To determine the biological pathways and functional networks implicated in exacerbation by gene expression patterns, genes were analyzed using Ingenuity Pathway Analysis. Various canonical pathways are specific to subgroups X and Y, respectively. For example, subgroup X canonical signaling pathways include e.g. natural killer cell, antigen presentation, leukocyte extravasation, JAK/Stat, interferon, GM-CSF, T cell receptor, toll-like receptor and IL-10 signaling. Subgroup Y canonical signaling pathways include e.g. IL-4, B cell receptor, death receptor, SAPK/JNK, IL-2, PTEN, circadian rhythm, IGF-1, actin cytoskeleton, PI3K/Akt and insulin receptor signaling. Many IFN-inducible genes were noted in subgroup X. These include the interferon regulatory factors (IRFs) that are known to drive the transcription of various IFN-inducible genes. IRF1, IRF7, IRF9 are upregulated in exacerbation while IRF4 is down in exacerbation.

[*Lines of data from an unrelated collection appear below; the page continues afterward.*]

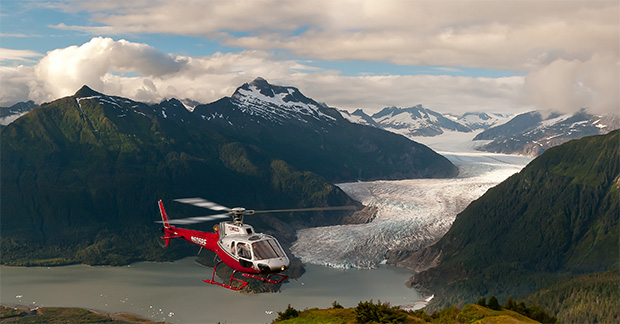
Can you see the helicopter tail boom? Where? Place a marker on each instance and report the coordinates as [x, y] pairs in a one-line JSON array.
[[164, 217]]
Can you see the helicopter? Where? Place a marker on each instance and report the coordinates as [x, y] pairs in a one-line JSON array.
[[236, 244]]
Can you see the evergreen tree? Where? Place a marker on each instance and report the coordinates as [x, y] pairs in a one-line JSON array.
[[494, 303], [510, 304]]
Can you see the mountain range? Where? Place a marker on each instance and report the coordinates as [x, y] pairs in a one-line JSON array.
[[532, 133], [420, 121], [555, 220], [527, 134], [81, 175], [11, 113]]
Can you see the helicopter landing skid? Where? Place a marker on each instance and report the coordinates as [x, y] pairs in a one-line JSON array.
[[229, 286], [267, 279], [243, 283]]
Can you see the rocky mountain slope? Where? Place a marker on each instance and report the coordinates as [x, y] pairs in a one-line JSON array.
[[420, 121], [81, 175], [555, 219], [314, 137], [532, 133]]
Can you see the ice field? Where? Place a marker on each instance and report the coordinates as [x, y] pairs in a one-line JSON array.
[[411, 213]]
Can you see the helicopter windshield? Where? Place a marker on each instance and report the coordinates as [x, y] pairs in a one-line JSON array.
[[267, 249]]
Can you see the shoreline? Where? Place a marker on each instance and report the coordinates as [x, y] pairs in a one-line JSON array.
[[36, 310]]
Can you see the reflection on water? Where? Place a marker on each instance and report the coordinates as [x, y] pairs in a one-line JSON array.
[[174, 292]]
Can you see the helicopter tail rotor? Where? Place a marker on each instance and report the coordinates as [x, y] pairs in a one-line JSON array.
[[167, 230]]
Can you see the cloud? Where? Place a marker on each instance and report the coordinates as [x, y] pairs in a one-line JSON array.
[[569, 85], [65, 70], [143, 73], [8, 55], [515, 35]]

Networks were built (using the Connect Tool) around these IRFs using the subgroup X associated genes and expression and/or transcription as the connectivity from IRFs to the subgroup X associated genes. Subgroup X associated genes for IRF1, IRF7 and IRF9 are also upregulated in exacerbation suggesting that these IRFs drive the expression of these exacerbation genes. Likewise, exacerbation genes in the IRF4 hub are down and so is IRF4 in exacerbation. A network centered around IL15 was also highly significant, suggesting that IL15 could be regulating the expression of several exacerbation genes. All subgroup X associated genes were connected to IL15 based on information available in IPA for IL15 regulation of gene expression using the Connect tool (Table 6).
Subgroup Y showed a robust signature for the canonical pathway for B cell signaling. While subgroup Z did not have a robust signature, pathway analysis identified TLR pathway as well represented among the genes that passed the significance filter in this subgroup.
Since interferon response elements were so strongly identified with exacerbations, and IFNγ is so strongly identified with a Th1 type response and IFNα and β more consistent with the Th2 response classically associated with asthma, TAQMAN analysis of a subset of samples from subgroups X and Y was performed to assess the association of each of these genes with subgroups X and Y. As shown in Table 3, the results indicate that elevated levels of IFNα and β were associated with subgroup X exacerbations. IFNγ did not differ significantly between quiet and exacerbation samples.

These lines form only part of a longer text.